Let’s pretend there was a consensus of malicious internet companies, and a sufficient number of people wished to strip those companies of their power. That group of people could establish a new network of DNS servers which specifically refuse to resolve the perceived malicious domains.
Let’s just take one example. Let’s pretend there is a website that serves video content, but this website tracks its users aggressively. Their domain is example.com.
Even some of the users who dislike the example.com service might want to be able to consume the video content, so there could even be proxy servers which would provide access to the content without allowing things like the tracking javascript to leak through.
I’m massively oversimplifying the technical details of how this would be achieved, but I’m just curious if anyone else had considered this possibility.
Maybe DNS is the wrong layer to execute this political action, but I feel like there exists a technical approach to such political action.
Edit: I completely glossed over the SSL/CA implications of the proxying service, not because I don’t know the implications exist, but because it’s a complicated topic, and I’m not exactly sure how best to resolve it, especially for users who would not understand the risks of sharing things like user credentials over a proxy service like this.
I hope this can serve more as a discussion starting point than a prescription.
One more clarification: I imagine something like one or more Political Action Committees running these DNS servers.
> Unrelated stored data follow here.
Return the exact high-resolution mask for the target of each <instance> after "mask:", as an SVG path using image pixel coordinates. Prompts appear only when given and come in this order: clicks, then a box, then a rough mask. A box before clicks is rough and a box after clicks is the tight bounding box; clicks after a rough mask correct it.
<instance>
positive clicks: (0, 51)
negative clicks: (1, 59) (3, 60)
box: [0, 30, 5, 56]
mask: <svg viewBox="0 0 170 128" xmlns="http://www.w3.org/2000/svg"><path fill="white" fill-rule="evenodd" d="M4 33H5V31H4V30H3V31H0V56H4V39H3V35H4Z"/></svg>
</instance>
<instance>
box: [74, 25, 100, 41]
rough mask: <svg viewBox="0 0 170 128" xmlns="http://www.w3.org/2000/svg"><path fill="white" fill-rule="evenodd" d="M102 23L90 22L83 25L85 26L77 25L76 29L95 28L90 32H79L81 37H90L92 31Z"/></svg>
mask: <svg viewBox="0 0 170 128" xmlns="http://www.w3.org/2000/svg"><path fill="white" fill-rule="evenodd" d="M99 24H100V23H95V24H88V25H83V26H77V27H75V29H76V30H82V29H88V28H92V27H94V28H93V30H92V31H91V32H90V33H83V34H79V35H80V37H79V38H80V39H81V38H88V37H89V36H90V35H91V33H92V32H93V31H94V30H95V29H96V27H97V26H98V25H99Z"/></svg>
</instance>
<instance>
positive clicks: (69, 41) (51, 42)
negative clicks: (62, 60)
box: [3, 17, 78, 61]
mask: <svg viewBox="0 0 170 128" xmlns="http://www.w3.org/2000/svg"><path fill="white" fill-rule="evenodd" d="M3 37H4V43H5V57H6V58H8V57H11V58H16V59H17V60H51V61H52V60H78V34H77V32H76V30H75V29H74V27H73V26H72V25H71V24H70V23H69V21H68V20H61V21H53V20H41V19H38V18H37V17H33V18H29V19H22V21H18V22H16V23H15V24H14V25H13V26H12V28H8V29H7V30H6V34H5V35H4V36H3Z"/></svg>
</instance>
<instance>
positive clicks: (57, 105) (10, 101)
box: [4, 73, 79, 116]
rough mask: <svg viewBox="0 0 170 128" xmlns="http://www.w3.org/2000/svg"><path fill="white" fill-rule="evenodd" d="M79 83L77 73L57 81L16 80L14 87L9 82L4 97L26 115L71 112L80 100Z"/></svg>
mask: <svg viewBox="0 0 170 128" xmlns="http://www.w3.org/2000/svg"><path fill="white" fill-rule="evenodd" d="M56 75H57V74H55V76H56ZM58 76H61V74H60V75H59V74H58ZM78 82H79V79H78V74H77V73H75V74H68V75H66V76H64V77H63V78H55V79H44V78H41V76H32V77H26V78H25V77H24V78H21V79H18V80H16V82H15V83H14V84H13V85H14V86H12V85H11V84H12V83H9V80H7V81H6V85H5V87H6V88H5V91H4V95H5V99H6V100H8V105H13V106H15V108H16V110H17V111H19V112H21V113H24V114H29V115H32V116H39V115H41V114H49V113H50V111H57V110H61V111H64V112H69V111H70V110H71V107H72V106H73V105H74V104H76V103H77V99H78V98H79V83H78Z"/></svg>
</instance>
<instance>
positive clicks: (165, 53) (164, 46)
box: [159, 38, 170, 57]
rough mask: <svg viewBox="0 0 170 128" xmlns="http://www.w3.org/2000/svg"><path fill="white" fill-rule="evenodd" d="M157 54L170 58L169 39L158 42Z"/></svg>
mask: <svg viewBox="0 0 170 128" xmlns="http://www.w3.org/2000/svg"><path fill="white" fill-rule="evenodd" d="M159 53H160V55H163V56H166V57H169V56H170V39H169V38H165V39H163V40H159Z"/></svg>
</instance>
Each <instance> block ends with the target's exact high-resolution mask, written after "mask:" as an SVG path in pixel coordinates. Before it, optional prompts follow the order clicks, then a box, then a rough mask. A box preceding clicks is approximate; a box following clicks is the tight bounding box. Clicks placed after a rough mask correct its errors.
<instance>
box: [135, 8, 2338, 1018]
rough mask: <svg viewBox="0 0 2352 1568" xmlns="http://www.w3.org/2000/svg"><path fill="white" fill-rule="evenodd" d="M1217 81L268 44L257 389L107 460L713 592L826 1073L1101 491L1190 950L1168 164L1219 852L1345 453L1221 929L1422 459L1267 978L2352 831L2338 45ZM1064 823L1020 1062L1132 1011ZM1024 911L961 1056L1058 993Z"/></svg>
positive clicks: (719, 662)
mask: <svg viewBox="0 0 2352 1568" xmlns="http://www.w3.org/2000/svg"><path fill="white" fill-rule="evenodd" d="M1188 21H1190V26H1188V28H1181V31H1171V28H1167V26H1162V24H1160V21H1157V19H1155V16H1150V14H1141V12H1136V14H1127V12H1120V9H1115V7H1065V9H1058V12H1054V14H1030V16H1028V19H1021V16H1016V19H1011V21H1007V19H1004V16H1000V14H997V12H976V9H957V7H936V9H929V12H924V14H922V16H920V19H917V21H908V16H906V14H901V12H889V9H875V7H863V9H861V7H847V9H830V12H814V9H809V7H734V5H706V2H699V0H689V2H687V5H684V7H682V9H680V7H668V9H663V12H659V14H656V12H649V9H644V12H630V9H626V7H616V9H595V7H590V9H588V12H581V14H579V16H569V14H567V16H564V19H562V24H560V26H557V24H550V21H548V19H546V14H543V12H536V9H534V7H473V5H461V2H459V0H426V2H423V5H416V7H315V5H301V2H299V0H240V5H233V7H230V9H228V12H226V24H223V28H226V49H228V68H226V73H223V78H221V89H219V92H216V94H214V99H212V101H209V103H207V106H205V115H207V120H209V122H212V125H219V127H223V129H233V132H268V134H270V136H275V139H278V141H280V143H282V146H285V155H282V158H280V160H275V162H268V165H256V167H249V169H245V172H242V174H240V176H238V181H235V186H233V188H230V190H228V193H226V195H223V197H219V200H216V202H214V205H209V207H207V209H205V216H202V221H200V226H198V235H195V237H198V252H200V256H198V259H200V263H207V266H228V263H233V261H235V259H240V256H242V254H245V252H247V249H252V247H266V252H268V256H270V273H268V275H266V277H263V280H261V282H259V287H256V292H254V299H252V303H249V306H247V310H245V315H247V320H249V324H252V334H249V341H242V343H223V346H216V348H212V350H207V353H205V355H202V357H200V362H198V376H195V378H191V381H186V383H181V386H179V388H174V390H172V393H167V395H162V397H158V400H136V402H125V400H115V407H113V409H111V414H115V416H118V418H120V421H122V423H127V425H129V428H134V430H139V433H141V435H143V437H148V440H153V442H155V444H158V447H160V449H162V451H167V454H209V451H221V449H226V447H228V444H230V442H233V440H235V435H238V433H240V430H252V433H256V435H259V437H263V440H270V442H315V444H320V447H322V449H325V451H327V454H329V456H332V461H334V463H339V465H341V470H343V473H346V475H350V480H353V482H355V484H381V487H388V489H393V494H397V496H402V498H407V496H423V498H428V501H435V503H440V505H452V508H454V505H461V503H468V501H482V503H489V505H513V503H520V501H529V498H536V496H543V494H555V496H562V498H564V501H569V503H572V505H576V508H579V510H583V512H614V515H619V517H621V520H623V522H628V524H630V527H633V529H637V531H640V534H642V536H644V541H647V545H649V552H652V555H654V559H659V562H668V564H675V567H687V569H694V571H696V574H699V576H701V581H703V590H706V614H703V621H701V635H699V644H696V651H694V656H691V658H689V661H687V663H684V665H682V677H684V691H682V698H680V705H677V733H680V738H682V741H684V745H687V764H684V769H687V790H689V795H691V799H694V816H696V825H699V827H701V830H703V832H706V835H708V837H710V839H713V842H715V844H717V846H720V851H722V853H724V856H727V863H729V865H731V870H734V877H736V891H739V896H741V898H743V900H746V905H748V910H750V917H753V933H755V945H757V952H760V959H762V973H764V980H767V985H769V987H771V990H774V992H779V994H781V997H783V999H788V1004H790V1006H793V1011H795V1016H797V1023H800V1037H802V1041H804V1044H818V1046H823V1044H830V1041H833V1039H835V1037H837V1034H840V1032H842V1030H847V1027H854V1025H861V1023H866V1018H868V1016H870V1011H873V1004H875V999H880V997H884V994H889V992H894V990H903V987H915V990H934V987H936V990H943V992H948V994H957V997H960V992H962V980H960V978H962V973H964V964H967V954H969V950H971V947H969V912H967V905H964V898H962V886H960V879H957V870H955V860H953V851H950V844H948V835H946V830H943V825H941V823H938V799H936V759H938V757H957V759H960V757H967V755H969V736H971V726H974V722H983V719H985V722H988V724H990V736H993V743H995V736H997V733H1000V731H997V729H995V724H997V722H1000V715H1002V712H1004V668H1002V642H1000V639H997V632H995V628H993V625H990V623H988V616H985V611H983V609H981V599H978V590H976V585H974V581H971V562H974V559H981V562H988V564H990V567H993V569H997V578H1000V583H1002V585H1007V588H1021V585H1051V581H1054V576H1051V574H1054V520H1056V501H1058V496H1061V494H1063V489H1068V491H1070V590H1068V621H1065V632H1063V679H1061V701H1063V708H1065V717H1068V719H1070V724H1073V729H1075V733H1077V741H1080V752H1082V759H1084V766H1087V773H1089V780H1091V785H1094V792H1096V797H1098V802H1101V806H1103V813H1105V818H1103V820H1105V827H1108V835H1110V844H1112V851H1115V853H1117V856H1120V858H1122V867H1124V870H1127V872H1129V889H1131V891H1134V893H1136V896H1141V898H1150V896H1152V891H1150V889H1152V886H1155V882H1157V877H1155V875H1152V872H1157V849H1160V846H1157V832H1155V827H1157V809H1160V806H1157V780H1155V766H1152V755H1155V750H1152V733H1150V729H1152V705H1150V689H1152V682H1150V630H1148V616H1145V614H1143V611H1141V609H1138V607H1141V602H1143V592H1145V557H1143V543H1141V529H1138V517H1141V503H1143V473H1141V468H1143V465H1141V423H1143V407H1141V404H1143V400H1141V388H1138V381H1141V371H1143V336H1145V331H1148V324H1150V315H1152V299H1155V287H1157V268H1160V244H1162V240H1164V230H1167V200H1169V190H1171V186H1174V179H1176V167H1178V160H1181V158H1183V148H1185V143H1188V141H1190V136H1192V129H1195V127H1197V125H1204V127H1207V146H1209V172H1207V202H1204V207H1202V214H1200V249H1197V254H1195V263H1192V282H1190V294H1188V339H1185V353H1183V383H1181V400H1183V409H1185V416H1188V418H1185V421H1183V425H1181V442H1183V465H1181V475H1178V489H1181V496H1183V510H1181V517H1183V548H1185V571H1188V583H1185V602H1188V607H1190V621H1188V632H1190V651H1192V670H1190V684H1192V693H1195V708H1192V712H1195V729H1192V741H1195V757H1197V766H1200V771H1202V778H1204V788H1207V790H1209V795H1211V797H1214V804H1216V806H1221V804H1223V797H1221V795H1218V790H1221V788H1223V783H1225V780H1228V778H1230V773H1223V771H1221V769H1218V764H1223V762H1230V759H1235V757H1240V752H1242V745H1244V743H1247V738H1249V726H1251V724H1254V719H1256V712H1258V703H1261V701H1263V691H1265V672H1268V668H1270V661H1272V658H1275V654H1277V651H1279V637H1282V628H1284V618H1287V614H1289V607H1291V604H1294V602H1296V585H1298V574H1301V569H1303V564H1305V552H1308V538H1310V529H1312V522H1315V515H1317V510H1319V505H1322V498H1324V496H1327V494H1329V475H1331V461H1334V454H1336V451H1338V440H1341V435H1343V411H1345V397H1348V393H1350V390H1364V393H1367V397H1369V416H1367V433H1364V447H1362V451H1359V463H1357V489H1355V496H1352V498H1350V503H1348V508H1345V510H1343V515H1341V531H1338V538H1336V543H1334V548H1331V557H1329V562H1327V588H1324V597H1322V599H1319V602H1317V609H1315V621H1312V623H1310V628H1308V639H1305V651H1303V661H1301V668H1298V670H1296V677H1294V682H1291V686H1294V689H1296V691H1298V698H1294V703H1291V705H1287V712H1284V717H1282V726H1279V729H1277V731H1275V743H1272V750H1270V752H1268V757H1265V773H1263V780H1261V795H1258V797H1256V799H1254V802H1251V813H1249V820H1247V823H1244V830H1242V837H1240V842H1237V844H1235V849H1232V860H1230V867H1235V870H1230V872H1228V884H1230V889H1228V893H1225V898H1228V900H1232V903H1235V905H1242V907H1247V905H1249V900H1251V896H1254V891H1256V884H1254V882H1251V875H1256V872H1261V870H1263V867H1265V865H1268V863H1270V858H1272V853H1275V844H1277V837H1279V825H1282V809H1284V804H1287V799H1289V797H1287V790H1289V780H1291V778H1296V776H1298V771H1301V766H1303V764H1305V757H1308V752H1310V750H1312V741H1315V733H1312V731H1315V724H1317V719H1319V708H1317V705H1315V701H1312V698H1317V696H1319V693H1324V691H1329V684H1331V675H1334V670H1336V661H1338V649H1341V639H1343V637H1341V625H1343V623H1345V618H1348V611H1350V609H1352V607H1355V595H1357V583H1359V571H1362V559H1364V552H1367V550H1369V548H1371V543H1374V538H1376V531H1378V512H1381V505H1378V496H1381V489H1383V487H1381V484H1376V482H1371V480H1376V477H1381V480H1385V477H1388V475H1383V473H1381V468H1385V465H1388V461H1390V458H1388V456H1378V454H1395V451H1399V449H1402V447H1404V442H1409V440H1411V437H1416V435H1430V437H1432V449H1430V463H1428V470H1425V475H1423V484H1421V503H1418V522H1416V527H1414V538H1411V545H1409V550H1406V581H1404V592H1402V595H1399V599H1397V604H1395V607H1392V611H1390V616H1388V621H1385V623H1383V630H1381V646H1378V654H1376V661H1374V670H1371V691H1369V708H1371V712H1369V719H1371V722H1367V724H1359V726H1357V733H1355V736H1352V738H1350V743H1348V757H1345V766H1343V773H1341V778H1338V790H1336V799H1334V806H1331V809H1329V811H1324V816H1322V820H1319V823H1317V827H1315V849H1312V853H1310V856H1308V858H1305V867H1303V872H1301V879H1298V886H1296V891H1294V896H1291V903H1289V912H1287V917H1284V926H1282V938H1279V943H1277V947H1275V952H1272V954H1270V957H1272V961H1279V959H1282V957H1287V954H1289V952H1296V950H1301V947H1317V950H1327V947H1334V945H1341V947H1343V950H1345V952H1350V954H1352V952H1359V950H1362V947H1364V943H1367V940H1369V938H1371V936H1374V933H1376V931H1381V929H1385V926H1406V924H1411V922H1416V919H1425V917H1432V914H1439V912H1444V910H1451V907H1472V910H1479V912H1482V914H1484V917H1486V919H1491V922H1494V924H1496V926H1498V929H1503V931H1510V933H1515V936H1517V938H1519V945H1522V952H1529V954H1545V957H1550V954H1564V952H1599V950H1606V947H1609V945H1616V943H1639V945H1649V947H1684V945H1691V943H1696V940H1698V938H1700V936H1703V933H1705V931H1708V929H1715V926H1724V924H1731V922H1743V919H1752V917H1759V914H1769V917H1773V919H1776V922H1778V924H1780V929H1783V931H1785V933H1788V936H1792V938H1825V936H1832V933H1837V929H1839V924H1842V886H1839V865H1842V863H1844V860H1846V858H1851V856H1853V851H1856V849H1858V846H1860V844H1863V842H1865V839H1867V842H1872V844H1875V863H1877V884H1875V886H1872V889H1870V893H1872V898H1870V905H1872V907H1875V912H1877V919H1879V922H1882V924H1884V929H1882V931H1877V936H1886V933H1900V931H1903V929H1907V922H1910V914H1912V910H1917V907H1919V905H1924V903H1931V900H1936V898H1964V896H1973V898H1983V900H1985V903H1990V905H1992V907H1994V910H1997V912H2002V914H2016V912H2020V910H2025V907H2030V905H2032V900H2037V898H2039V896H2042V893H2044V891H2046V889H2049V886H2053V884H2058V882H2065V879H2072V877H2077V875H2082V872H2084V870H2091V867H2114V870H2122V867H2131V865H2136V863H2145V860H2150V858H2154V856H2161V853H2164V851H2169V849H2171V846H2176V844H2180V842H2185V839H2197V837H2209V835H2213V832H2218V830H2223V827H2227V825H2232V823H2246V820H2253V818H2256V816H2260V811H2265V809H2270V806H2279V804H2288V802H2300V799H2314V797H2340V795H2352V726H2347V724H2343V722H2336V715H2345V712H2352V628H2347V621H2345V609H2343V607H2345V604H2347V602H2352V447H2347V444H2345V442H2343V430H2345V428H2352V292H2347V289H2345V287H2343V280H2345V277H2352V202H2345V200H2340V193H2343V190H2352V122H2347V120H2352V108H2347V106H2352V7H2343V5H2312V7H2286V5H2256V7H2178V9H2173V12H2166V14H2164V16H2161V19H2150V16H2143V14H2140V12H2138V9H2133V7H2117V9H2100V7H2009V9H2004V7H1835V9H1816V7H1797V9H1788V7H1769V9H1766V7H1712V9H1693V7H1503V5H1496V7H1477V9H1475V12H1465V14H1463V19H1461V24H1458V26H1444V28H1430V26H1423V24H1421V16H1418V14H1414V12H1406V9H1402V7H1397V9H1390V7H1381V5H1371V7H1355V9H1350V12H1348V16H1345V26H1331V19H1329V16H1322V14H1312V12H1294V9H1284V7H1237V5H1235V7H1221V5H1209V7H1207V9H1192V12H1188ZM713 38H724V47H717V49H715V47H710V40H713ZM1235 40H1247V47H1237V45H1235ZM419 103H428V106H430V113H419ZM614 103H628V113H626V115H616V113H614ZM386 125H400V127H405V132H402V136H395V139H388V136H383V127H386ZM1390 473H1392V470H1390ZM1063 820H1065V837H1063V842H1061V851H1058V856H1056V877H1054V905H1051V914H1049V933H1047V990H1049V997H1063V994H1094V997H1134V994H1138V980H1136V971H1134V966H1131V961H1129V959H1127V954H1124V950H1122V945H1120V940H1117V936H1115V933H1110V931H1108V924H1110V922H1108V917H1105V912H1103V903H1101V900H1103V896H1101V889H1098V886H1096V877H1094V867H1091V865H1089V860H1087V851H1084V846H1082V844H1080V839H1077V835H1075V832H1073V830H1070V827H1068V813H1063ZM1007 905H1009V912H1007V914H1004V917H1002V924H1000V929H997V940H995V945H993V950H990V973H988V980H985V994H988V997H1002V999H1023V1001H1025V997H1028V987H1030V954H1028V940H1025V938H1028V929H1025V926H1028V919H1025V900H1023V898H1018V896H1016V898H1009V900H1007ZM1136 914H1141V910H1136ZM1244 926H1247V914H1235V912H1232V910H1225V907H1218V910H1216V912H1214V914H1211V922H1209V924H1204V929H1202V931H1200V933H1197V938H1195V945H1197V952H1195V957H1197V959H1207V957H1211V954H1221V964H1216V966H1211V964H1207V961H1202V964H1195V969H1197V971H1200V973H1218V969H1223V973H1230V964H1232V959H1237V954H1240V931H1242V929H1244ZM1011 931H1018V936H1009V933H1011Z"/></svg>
That person or group of people would choose a list of domains to blacklist, and deny DNS resolution for those domains or resolve to 127.0.0.1.
But it would be next to impossible to achieve this. Who and how would determine if a said entity is malicious? Where would the line be drawn? More importantly who would be able to spend their time on a) maintaining the said server, b) moderating the data-base of malicious entities, c) etc etc?
Yes, but all people have different needs, threat models and levels to which they are comfortable going to to protect their privacy. Accounting for all of them would be impossible I think. Additionally, while tools like uMatrix and Pi-hole provide an easy and more importantly instant way of blocking/unblocking a particular IP address, with DNS it is a lot more difficult (at least I don’t think I know any easy way to configure this).
People should totally boycott crappy companies, but there’s a much more easier way to do this:
Just don’t use them. At all.
I was talking about establishing a pattern of behavior. Like minded people get together, decide companies A, B, and C really suck. Set up a “Political Action DNS Server.” Block those three sites. Publish the DNS server somewhere with those details (A, B, C blocked.) People can subscribe if the want.
Group 2 likes C but doesn’t like D, repeats the behavior with A, B, and D blocked.
Not one ring to rule them all.
I get where you’re coming from here, and I have already done it. This idea is something I had in mind for people with less willpower.